当科の放射線治療
radiotherapy
外照射 external radiation therapy
放射線治療は、体の外から放射線を照射する外照射と、
放射線を出す線源を体の中に入れて照射する内部照射に分かれます。
当院では外照射と内部照射ともに行っています。
TrueBeam治療システム
2機のVarian社製True Beam治療システムで、より高速で正確な放射線治療を実現します。
IMRT、VMAT、SRS/SRT、呼吸同期など現代の高精度放射線治療を支える多彩な技術に対応し、全身の多岐にわたる放射線治療が実施できます。
IMRT/VMAT
IMRT(強度変調放射線治療)は、標的(病変)により高線量を照射し、正常組織の線量低減を実現する照射方法です。
それは照射野内で複雑に照射線量の強弱を付けることで、良好な標的のカバーと正常組織の線量低減を実現します。
VMATはガントリを回転させながらIMRTを行う照射技術であり、照射に要する時間をさらに削減することで、患者さんの治療時における負担を軽減します。
SRS/SRT
いわゆるピンポイント照射です。対象は3㎝以下のサイズの小さい腫瘍に限られますが、多方向から3次元的に位置誤差1mm以内の極めて高精度な照射を行うことができ、手術で切除することにも匹敵する高い治療効果と得ることが可能で、かつ、周囲正常組織の有害反応を低減することができます。
特殊照射
特殊な対応を求められる希少疾患に出会うことが多いのも大学病院の特色です。密な多科連携のもとで、TBI(全身照射)、TSEI(全身電子線照射)、術中体外照射といった特殊照射にも対応しています。
⼩線源治療 brachytherapy
体内に小さな線源を送り込み、至近距離から標的に対して照射を行う手法です。
高い線量集中性により、良好な腫瘍制御と有害事象の低減が期待できます。
前立腺癌
当院の泌尿器科との連携のもとに、ヨウ素125線源を用いた低線量率小線源治療を実施しています。良好な治療成績、少ない有害事象、短い入院期間が実現されます。
内⽤療法 radionuclide therapy
放射性物質を薬物として内服や注射で体内に取り込むことで、体内から標的に対して照射を行う方法です。

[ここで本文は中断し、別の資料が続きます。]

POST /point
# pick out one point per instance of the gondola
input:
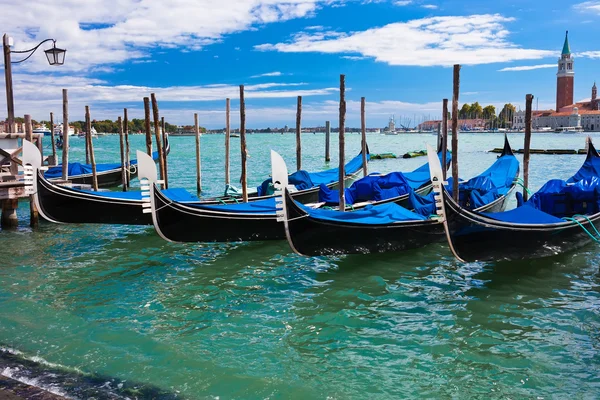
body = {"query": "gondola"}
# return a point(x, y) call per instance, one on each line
point(178, 221)
point(560, 217)
point(62, 204)
point(109, 175)
point(386, 227)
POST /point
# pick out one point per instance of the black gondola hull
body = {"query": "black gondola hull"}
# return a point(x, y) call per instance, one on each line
point(177, 222)
point(61, 204)
point(476, 238)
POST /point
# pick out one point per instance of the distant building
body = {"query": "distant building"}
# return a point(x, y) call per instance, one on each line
point(584, 114)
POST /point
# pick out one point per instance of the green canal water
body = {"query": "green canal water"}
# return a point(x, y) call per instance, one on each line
point(95, 311)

一般に放射線治療は局所療法と捉えられることが多いのですが、内用療法は薬物としての性質を併せ持ち、全身的な病態に対処可能です。
ヨード131
遠隔転移、非治癒切除後、術後再発などの甲状腺癌に対して用いられます。カプセル剤として体に入った放射線ヨウ素は甲状腺癌の細胞に取り込まれ、癌病巣を集中的に攻撃します。
ラジウム223(ゾーフィゴ®)
骨転移を有する去勢抵抗性前立腺癌の治療薬として開発された薬剤で、全生存率の向上、症候性骨関連事象の低減が期待できます。飛程の短いα線を利用した世界初の薬剤です。
ルテチウム177(ルタテラ®)
ソマトスタチン受容体陽性の神経内分泌腫瘍に対する治療薬。ソマトスタチン受容体に結合する物質(ペプチド)に放射線を出す物質(放射性核種)を結合させた薬剤を投与することで、腫瘍に薬剤を取り込ませ、放射線(主にβ線)により腫瘍細胞を破壊します。ペプチド受容体放射性核種療法(PRRT)と呼ばれています。